Your Video help me out alot i am useing talscale and bind9
Great content. Very helpful. Thank you!
Wow, thank you a lot for this video! I was struggling to understand the DNS settings in Tailscale but you made it really clear. My goal was to be able to use the same local urls on my tailscale network as I’m using on my local network (setup in pihole local DNS). By the looks of it, it shouldn’t be that difficult after watching this. You just got a new sub, I really like the format and you deserve way more subscribers mate! ⭐️ ⭐️ ⭐️ ⭐️ ⭐️
Great video, I've stolen your dns naming scheme.
Q: If you have multiple sites (fam members homes) all joined to the same tailnet, doesn't that create its own security issues with lateral movement? Also is this solution dependent on each site having OpnSense and pihole locally? That seems like a havy maintenance overhead.
I have 4 fam homes but each home in their own tailnet to keep them separated and tailscale on each users device. The subnet router option looks like a better solution and i guess gives me access to devices that can't install tail-scale right?
In my home lab I just setup tailscale and used Duckdns with nginx so if I connect to tailscale then I just use Duckdns api to switch ip
Wish tailscale would allow me to access my dell server's idrac. I get a connection refused error if I use tailscale
Thank you so much for making this. I love the Self-Hosted podcast and you are just proving here how Tailscale is such a great sponser to have!
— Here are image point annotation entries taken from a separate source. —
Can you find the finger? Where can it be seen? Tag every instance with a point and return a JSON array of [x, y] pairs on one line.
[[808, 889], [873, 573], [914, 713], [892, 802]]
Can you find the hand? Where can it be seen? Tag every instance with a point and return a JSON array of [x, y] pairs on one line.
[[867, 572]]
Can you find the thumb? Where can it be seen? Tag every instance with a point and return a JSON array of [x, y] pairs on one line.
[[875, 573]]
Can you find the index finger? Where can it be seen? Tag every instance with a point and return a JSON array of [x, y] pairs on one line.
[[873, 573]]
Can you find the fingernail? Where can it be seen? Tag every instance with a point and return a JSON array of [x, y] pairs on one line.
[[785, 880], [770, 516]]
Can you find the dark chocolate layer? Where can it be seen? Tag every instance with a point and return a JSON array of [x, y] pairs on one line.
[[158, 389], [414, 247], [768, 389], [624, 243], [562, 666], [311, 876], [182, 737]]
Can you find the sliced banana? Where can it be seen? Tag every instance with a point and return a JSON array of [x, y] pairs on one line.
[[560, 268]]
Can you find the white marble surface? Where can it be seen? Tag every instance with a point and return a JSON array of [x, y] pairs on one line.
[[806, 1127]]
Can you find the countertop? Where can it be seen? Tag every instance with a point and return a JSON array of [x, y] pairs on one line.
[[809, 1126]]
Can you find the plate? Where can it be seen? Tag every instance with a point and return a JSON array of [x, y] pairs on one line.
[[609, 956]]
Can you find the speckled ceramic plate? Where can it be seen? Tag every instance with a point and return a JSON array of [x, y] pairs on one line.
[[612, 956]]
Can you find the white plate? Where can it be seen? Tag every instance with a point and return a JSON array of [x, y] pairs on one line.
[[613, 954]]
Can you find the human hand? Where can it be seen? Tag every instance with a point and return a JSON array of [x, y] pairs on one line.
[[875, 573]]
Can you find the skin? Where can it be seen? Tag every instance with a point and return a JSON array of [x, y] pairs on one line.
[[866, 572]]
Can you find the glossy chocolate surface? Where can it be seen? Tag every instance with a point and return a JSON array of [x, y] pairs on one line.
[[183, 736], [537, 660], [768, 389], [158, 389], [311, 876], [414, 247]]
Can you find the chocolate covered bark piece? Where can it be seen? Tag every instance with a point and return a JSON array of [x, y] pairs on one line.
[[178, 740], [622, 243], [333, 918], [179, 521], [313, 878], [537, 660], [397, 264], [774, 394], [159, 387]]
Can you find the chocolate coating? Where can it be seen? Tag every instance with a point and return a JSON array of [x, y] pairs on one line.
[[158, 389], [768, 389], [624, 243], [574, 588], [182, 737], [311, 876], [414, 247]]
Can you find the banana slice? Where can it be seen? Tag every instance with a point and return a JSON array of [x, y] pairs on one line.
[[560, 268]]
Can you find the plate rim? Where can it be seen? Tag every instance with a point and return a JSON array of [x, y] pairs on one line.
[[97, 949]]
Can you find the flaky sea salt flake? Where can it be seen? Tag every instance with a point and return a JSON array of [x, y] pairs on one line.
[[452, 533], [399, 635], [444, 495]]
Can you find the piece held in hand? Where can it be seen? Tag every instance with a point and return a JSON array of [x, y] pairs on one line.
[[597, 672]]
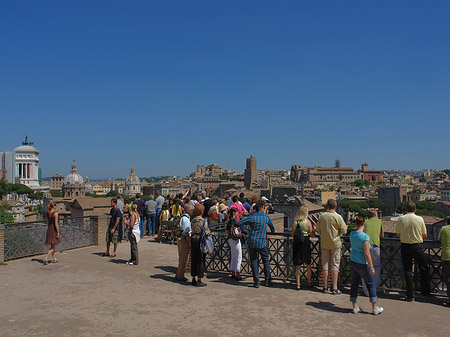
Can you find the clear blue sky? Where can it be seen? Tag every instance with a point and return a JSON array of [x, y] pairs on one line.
[[165, 85]]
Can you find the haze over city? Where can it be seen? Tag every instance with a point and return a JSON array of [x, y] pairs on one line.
[[165, 86]]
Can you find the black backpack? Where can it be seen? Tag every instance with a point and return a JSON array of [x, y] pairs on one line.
[[298, 233]]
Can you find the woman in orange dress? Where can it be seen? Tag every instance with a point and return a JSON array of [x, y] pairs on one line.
[[52, 238]]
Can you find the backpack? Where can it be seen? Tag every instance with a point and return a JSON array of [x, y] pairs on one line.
[[176, 228], [206, 244], [298, 234], [235, 232]]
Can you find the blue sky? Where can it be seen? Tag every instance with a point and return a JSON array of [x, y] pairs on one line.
[[165, 85]]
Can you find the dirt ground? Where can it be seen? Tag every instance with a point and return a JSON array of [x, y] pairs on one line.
[[89, 295]]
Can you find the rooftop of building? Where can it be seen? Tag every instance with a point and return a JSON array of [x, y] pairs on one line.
[[89, 295]]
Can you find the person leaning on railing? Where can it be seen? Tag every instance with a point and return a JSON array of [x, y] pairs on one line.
[[257, 242], [444, 237], [302, 248], [374, 228], [361, 267], [234, 233], [52, 237], [331, 226], [411, 230]]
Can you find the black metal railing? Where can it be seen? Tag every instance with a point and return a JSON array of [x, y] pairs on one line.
[[282, 267], [28, 238]]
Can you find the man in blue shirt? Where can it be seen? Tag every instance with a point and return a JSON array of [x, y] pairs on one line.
[[258, 223]]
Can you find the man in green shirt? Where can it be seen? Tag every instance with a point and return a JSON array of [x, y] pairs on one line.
[[444, 237], [330, 226], [374, 228], [411, 230]]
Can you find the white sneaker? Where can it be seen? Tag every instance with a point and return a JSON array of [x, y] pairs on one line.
[[377, 310]]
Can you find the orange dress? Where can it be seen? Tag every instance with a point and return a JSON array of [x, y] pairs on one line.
[[51, 238]]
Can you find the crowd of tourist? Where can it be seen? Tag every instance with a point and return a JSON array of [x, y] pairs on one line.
[[248, 220]]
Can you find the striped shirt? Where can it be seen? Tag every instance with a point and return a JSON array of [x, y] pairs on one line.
[[258, 223]]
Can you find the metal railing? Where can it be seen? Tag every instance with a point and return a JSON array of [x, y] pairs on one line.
[[281, 260], [28, 238]]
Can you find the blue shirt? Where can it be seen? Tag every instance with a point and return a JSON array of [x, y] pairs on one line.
[[258, 223], [185, 224], [357, 240]]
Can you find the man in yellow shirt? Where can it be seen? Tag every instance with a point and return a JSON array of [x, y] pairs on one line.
[[411, 230], [331, 226]]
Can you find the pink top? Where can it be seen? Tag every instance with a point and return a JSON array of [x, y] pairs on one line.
[[240, 208]]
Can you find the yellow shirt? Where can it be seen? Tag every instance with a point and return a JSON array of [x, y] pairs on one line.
[[411, 228], [331, 226]]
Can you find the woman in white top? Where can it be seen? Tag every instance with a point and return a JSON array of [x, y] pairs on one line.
[[133, 234]]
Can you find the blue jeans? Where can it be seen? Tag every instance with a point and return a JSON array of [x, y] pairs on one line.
[[158, 213], [360, 271], [376, 260], [254, 252], [141, 225], [151, 223]]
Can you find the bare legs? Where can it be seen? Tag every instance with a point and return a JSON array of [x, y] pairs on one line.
[[51, 251], [308, 274]]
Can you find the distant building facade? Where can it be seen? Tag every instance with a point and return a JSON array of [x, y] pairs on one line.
[[26, 161], [132, 184], [7, 166], [73, 186], [56, 182], [213, 170]]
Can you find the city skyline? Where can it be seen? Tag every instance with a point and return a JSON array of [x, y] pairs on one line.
[[162, 87]]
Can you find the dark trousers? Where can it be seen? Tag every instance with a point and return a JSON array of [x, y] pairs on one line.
[[198, 259], [410, 252], [360, 272], [133, 246], [446, 272], [151, 223], [254, 252]]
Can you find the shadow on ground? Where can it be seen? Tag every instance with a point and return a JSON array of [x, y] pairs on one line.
[[327, 306]]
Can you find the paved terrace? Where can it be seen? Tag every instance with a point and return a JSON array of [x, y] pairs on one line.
[[89, 295]]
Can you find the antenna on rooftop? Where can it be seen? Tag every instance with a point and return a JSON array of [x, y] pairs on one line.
[[26, 142]]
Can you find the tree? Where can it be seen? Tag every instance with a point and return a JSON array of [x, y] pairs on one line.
[[6, 216]]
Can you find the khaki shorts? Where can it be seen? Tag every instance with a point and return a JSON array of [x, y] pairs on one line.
[[114, 238], [331, 259]]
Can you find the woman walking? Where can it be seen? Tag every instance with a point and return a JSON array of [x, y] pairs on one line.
[[234, 233], [361, 267], [198, 258], [302, 245], [52, 237], [133, 235]]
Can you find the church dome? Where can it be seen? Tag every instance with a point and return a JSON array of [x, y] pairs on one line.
[[132, 179], [26, 149], [73, 177]]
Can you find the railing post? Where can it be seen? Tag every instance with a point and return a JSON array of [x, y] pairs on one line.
[[100, 227], [2, 243]]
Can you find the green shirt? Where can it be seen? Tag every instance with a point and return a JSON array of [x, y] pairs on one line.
[[304, 226], [373, 229], [444, 237]]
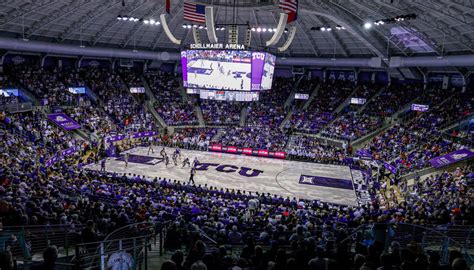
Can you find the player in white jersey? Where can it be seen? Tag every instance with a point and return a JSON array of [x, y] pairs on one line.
[[163, 153], [167, 160], [177, 151], [150, 145], [175, 159], [127, 155], [120, 261], [195, 162]]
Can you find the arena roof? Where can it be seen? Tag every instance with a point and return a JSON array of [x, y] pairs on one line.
[[442, 27]]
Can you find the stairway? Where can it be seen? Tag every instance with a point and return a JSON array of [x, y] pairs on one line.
[[149, 105], [370, 99], [287, 118], [148, 91], [311, 97], [346, 102], [218, 135], [198, 111], [243, 116]]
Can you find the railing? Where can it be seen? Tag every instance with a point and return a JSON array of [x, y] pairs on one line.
[[17, 107], [31, 240], [135, 247], [136, 239], [442, 239]]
question : how's your computer dns is configured to use tailscale dns, normaly all computers are configured to use public dns like google cloudflare …etc, but in your case i don't understand the way your computer request dns from tailsclae you need to show use the dns configuration for client computers side ???
In the video your internal services were using HTTPS. Do you have any information on how you set this up without exposing ports to the internet? You mentioned you are using Caddy. Are you using self signed certificates with a local CA? I've used SWAG from linux server previously, but want to move away from having an exposed ports. Thanks for the great video!
Well done; thank you for the info.
needless to say its the best so far.
Great video! Any reason you can't just use opnsense as the DNS server (using host overrides) and achieve similar results?
Great overview, very clear and informative. Tailscale has been a gateway for a new interest in networking and self-hosting, and I think this video has sold me on running more infrastructure at home
great video but plz plz hide the flashy switch in the background, sooo distracting
Hi,
Do you have and idea of it is possible to join two networks together? Like my parents and my network have like one DHCP server ideally over tailscale?